Em 1666, Anne Bradstreet escreveu um poema célebre “Sobre o incêndio
da nossa casa”, que mostra a tensão da poetisa entre o apego às coisas
terrenas e a consciência da sua vaidade. Numa noite o fogo fez em cinzas
todos os seus pertences e apercebe-se de que não há preço que pague o
que perdeu. São inúmeras as odes, as canções, os discursos, que usam
esta metáfora como chamada de atenção para o estado da “nossa” casa, o
planeta Terra. De que forma a ciência deve colocar as suas preocupações
sobre a perda de biodiversidade, a alteração e adulteração dos
ecossistemas, para definir agendas de investigação e aconselhar
políticas? Infelizmente, a informação sobre os riscos desta destruição
não tem gerado tanto impacte na opinião pública quanto as alterações climáticas.
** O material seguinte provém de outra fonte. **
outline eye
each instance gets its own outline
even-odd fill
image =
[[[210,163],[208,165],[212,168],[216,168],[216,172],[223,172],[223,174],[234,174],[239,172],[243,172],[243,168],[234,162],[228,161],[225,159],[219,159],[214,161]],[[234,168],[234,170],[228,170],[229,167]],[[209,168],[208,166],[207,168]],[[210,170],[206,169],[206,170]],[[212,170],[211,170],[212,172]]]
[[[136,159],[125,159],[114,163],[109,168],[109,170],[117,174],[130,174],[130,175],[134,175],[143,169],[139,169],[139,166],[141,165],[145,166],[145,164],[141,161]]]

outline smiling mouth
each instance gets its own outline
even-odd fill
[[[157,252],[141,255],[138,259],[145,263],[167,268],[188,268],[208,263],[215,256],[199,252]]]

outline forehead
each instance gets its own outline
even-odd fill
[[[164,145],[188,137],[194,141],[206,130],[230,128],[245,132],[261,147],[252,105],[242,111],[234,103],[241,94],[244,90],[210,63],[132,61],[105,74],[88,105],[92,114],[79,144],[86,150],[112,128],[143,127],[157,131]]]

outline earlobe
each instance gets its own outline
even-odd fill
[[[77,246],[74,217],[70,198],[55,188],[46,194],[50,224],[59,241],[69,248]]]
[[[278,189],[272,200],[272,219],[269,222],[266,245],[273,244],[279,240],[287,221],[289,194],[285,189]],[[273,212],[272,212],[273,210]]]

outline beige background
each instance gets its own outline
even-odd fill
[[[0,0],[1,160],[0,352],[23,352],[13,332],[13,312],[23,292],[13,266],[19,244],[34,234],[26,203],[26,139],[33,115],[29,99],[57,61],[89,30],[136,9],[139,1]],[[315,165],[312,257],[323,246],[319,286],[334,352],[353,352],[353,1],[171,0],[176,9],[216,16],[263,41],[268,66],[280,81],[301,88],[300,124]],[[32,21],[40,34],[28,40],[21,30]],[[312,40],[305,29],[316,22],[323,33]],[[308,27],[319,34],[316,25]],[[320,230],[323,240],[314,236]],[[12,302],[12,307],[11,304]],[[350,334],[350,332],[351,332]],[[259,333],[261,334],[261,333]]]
Não é por falta de estudos científicos, nem de reportagens, mas antes
de transmitir a necessidade de valorizar o que a natureza nos dá. O
problema é que a sociedade, cada vez mais urbana, vive refém da
comodidade de uma certa qualidade de vida e sente mais as variações
meteorológicas do que a falta desta ou daquela espécie.
Após a Segunda Grande Guerra e com a necessidade de reconstruir e
investir no desenvolvimento, a pesca, desflorestação, produção agrícola,
colheita, uso e abuso de produtos químicos, para acelerar os processos,
causaram – e causam – inúmeros problemas ambientais. Ao longo destes
anos e em prol do poder económico, aumento de riqueza, necessidade de
alimento para uma crescente população, foram-se alterando paisagens,
uniformizando culturas, exterminando espécies, em particular predadores
de topo, tanto nos ecossistemas terrestres como marinhos. São vários os
artigos que mostram as consequências que a perda de biodiversidade tem
para a estabilidade dos ecossistemas e para os serviços que suporta.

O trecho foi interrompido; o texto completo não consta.